Ogni giorno è diverso da quello appena trascorso ed allo stesso modo mai si ripeterà in futuro. La monotonia è l’invenzione dell’uomo, non del trascorrere del tempo.
Non è necessario piacere a tutti. Per quanto mi riguarda, ad esempio, è sufficiente piacere a me stessa.
Chi sono? Terra da vivere e cielo per sognare, acqua che avvolge ed aria che sconvolge, sole che scalda e luna che seduce. Sono tutto ed il suo contrario.
L’emozioni sono risposte del cuore che da all’anima.
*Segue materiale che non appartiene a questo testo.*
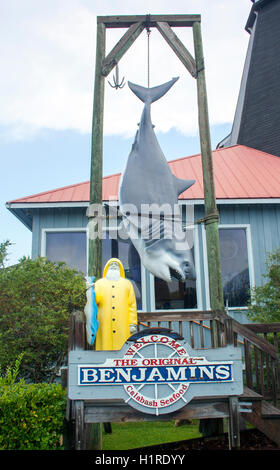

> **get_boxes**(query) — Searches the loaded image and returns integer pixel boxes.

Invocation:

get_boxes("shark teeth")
[169,267,184,281]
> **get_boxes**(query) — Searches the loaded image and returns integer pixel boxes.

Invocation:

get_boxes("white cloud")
[0,0,251,138]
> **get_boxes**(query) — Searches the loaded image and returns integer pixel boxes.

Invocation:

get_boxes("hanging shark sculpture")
[119,77,196,282]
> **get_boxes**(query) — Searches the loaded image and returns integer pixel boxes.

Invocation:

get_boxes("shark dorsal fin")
[173,175,195,196]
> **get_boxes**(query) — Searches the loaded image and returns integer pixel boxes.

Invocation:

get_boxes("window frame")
[148,224,202,313]
[102,225,147,312]
[41,227,88,276]
[201,223,255,311]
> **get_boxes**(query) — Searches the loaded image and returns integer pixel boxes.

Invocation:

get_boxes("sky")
[0,0,252,264]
So di aceto e limone, pungente sulla lingua, brucio sulla pelle. Aspra! Chi non sa diluirmi con la vaniglia dice di me che sono acre. Io mi preoccupo di non essere amara, nonostante i fumi delle pozioni tossiche inalate. Ricordo flebo di veleni somministrarti endovena, sottocute che creavano strati di rancore tra il cuoio e le arterie. E sono scappata nella notte, alzata da quel letto di droghe e soporiferi letali, rintanata come animale impaurito negli antri di boschi solitari e nebbiosi, tra le belve sanguinarie, aspettando l’alba sotto alberi spogli e durante piogge incessanti. Grondante e trafelata. La mia forza mi ha portata a bordo strada, non voglio passaggi da nessuno io, ma camminare sull’asfalto è assai diverso che camminare tra roghi e sterpaglie.
Non è bello ricordarsi dell’altro solo quando mi fa comodo. Non è bello ricordarsi dell’altro solo al bisogno mio. Non è bello ricordarsi dell’altro solo per convenienza. Non è bello considerare l’altro come una “ruota di scorta”. Non è bello ignorare l’altro, e cercarlo solo quando non ho trovato risposte altrove. Non è bello contattare l’altro solo perché mi potrebbe aiutare. E se l’altro facesse lo stesso?
Mi giro verso la finestra, chiusa e riflessa nel vetro riesco a vedere la mia immagine. Guardo oltre. Il vento sta muovendo bruscamente i rami degli alberi. Non hanno più nemmeno una foglia indosso, ma presto si rivestiranno di nuova vita. Intanto mi permettono di guardare alle loro spalle, ancora più lontano. Riesco a scorgere i lineamenti delle colline e delle luci a fondo valle. Con l’avanzare dell’oscurità si fanno sempre più brillanti, affermando insistentemente la loro presenza, quasi a voler fare a gara con le stelle. La prima si è già affacciata sul nostro cielo e come me sta ammirando una sera di inizio primavera, dove la brezza porta con sé l’odore della voglia di rinascere e ricominciare.